Premier Donald Tusk spotkał się z ministrem finansów Jackiem Rostowskim. Rozmawiano o oszczędnościach w poszczególnych resortach, które mają służyć zmniejszeniu deficytu budżetowego.
Pod koniec czerwca minister finansów poinformował, że deficyt budżetowy wzrośnie w 2009 roku o 9 mld złotych w stosunku do planowanego wcześniej i wyniesie 27 mld zł.
W związku z koniecznością nowelizacji budżetu rząd szuka dodatkowych oszczędności w resortach na poziomie 3 mld zł.
Nie ma napięć, ale...
- Mam [w środę] jedno z ostatnich spotkań z ministrem Rostowskim, który ma złożyć raport. Jak tylko będę gotowy z pełną informacją, oczywiście państwa poinformujemy. Nie ma żadnych szczególnych napięć. One się pojawią w związku z tym, że planowana dywidenda z PKO BP jest mniejsza, niż to pierwotnie zakładał minister finansów - powiedział premier Tusk w środę na konferencji prasowej.

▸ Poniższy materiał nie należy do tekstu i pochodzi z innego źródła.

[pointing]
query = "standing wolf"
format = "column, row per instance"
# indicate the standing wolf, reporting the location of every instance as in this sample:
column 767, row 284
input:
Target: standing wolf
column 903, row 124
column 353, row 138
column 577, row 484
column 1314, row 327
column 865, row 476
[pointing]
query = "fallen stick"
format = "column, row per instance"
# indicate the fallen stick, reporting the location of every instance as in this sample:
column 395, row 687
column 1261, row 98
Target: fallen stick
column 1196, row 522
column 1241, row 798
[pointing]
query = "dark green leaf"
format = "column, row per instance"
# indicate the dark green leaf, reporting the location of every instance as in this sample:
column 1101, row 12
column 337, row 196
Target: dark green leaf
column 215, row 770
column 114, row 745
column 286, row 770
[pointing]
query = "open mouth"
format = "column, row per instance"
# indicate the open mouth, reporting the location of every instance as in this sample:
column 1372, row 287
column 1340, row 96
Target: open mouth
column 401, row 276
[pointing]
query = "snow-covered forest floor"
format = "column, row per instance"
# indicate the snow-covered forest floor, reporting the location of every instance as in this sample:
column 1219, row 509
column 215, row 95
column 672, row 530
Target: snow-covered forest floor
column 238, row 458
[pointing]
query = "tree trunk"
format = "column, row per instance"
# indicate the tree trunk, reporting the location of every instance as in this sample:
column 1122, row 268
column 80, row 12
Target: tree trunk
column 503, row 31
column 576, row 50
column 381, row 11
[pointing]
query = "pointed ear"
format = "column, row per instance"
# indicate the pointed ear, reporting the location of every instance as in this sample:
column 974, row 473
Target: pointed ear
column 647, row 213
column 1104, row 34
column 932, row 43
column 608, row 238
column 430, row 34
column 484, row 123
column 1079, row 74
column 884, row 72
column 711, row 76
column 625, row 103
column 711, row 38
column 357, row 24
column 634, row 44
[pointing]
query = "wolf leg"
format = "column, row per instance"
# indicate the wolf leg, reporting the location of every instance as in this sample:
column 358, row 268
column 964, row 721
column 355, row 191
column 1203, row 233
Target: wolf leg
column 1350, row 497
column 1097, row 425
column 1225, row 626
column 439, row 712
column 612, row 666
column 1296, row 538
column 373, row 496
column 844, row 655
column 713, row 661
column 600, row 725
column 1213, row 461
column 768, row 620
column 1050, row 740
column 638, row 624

Jak dodał, nie wyklucza, że za chwilę szef resortu finansów powie mu: "aby nowela budżetowa spinała się w całość, trzeba jeszcze trochę popracować".
- Na razie nie ma żadnych sygnałów z rozmów, które prowadził minister Rostowski, a które świadczyłyby o jakichś szczególnych napięciach w rozmowach między resortem finansów a poszczególnymi resortami - powiedział premier.
"Chaotyczne cięcia to wynik zaniedbania"
Według prezydenckiego doradcy ds. ekonomicznych Adama Glapińskiego ministrowie ratują budżet "chaotycznymi cięciami wydatków". Według niego należy rezygnować tylko z tych wydatków, które nie obniżają tempa wzrostu i nie stymulują wzrostu bezrobocia.
Glapiński zdradził też, jak będzie doradzał prezydentowi, gdy sprawy budżetu znajdą się w jego gestii. - Ja bym radził prezydentowi, żeby podwyżki podatków dochodowych w żadnym wypadku nie akceptował. Rząd raczej kierując się właśnie takim propagandowym odczuciem, raczej będzie się kierował w kierunku wzrostu VAT-u, ewentualnie składki rentowej, jakiejś akcyzy, w szczególności na benzynę - powiedział Glapiński w TVN CNBC Biznes.